Vat ik het goed samen dat er wel kritiek in de voorstelling zit, maar geen wanhoop?

‘Ja, ik denk het wel. Al vraag ik me nu af: zit er wanhoop in? (denkt na) Er zit wel een soort existentialistische wanhoop in, want de voorstelling is in zekere zin een noodkreet. Een noodkreet om elkaar te erkennen. Om samen te leven in plaats van naast elkaar volledig onze eigen gang te gaan. Om na te denken over andere manieren van samenleven. We hebben allemaal onze individuele gevoelens en verlangens, maar de gemeenschappelijke basis om verbindingen met een ander aan te gaan, lijkt verdwenen. Hoe komen we voorbij dat heersende ideaal van individualisme? Dat houdt mij in ideologische zin echt bezig.’

Je werk zowel met dans als met teksttheater. Hoe zie jij die kruisbestuiving?

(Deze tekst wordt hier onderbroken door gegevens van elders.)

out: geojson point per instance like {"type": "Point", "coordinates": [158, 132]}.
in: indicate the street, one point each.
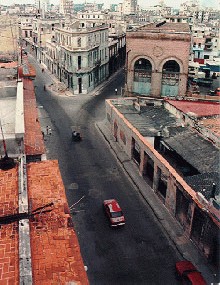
{"type": "Point", "coordinates": [138, 253]}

‘Ik ben zelf nog aan het uitzoeken welke rol ik graag inneem, die van theatermaker of choreograaf. Ik zoek de kruisbestuiving niet per se op, maar die vindt zeker wel plaats. De voorstellingen die ik met Anna Franziska maak, zijn grotendeels op tekst gebaseerd, maar The Honey House is veel meer gebaseerd op dans en beweging met een theatraal karakter. Ik maak me niet te druk over de vraag of het nu dans of theater is. Ik ben vooral gewoon geïnteresseerd in hoe de verschillen tussen de twee tot nieuwe verbeeldingen kunnen leiden. Meestal wordt een voorstelling gewoon wat ze wordt en geraak ik er als maker een beetje de controle over kwijt. Vreemd genoeg moet je als maker soms gewoon observeren hoe een voorstelling zichzelf ontwikkelt en op tijd proberen in te grijpen. Je moet niet altijd je pen in je hand hebben en grote lijnen op papier zetten. Laat de voorstelling maar een eigen leven leiden, dat vind ik een fijne manier om ernaar te kijken.’

 

‘Vroeger dacht ik tijdens een voorstelling wel eens: wat vinden ze daar nu eigenlijk van? Dan kom je in zo’n vreemd bewustzijn terecht dat je evengoed kan stoppen met spelen.’

 

Je hebt op vier jaar tijd minstens evenveel voorstellingen gemaakt, dat lijkt mij een behoorlijk tempo. Voel je zelf druk?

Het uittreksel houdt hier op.